Tuesday, October 11, 2011

Batman and Robin #1

DC Comics, 20 pages, $ 2.99

Writer: Peter J. Tomasi
Penciler: Patrick Gleason
Inker: Mick Gray
Colorist: John Kalisz
Letterer: Patrick Brosseau

As the title would suggest, this book is very much about the relationship between Batman and Robin. The big difference, compared to its previous incarnation, is that Batman is now Bruce Wayne again, and that may be part of the reason why this title is considerably less successful at what it does than Grant Morrison’s take.

Whereas Dick Grayson—a.k.a. Nightwing, a.k.a. the first Robin, who had succeeded Wayne as Batman in the last series—is a much more lighthearted, more joyful character than the brooding, snotnosed Damian, who still appears as Robin here, Wayne himself—Damian’s father—doesn’t offer much of a contrast. He’s different from Damian, all right, but ultimately, it’s just a different, more mature kind of brooding and snotnosed, and that dynamic is much harder to pull off.
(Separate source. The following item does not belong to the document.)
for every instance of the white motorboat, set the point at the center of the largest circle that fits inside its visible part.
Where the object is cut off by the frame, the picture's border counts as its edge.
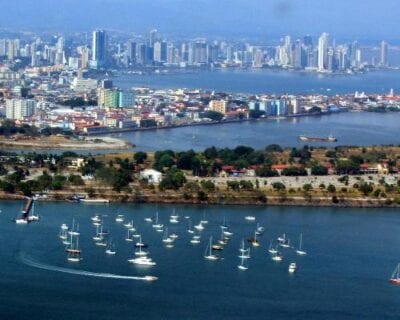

Tomasi and Gleason don’t really manage to.

The creators’ handle of Damian is solid enough, but Tomasi’s Batman seems phony more times than not. It seems wrong for Batman to spend a lot of time pondering whether it makes more sense to honor his parents’ death or their marriage. It seems wrong for him to be talking about something like this, certainly, even to his son.

His overall behavior towards Damian seems preachy, negligent and unduly cruel all at once, which I doubt is what Tomasi was going for—Batman takes his 10-year-old on a mission, watches him almost get killed, watches him kill people, and then even blames it on the kid and gives him a dressing down? If the point of the story were to portray Batman as a dangerous lunatic who should steer clear of kids, then fair enough. But I don’t think that’s what Tomasi had in mind. You can make this story work, but here, it doesn’t.
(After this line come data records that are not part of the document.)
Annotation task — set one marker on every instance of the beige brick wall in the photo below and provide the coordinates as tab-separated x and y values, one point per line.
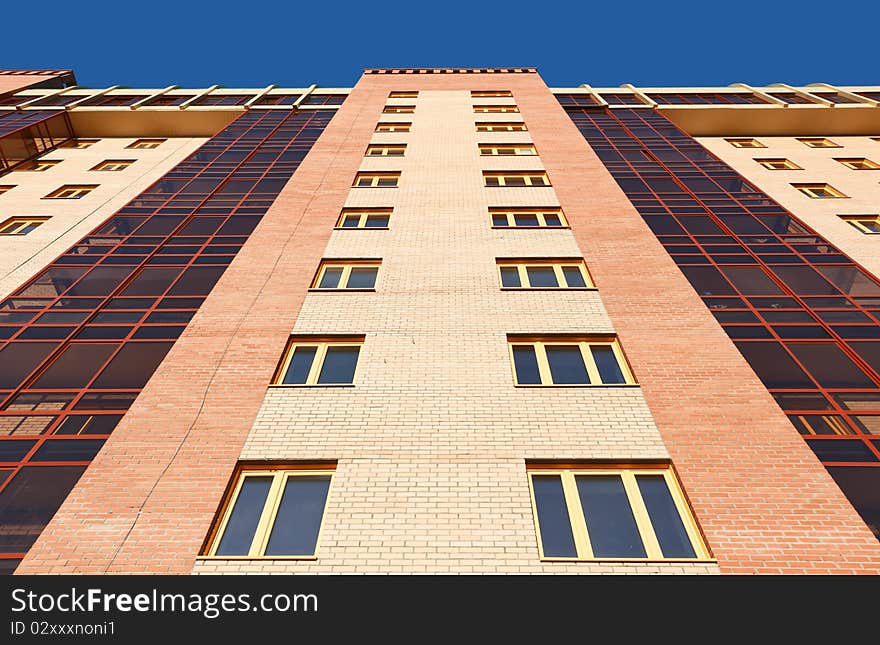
21	256
432	440
862	187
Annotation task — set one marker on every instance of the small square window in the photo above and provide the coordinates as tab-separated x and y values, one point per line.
745	143
859	163
113	165
868	224
376	180
364	218
818	142
70	191
778	164
394	127
146	144
607	512
819	191
319	361
20	225
334	275
273	512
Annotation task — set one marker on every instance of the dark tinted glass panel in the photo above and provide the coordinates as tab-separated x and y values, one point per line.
542	277
133	366
296	526
668	527
362	278
339	365
300	364
610	521
557	540
242	524
567	364
606	361
30	500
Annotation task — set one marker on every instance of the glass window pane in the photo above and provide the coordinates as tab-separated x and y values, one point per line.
553	521
574	277
362	278
542	277
668	527
330	279
298	520
242	524
339	365
510	277
526	365
610	521
300	364
567	364
606	362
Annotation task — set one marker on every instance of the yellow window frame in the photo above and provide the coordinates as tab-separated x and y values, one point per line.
346	267
519	149
374	179
819	191
363	214
270	510
402	126
584	344
530	179
637	504
385	150
540	213
321	345
522	267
Tomasi also takes some rather cheeky storytelling shortcuts. There happens to be a big handy swimming pool right above the nuclear facility? Get out of here. Patrick Gleason’s art is quite fun, on the other hand. He’s a good storyteller with a pleasant and distinctive style, so the story works on that level, at least.

I can see how a book focusing on the new Batman/Robin dynamic can be worthwhile, generally, but this isn’t there yet.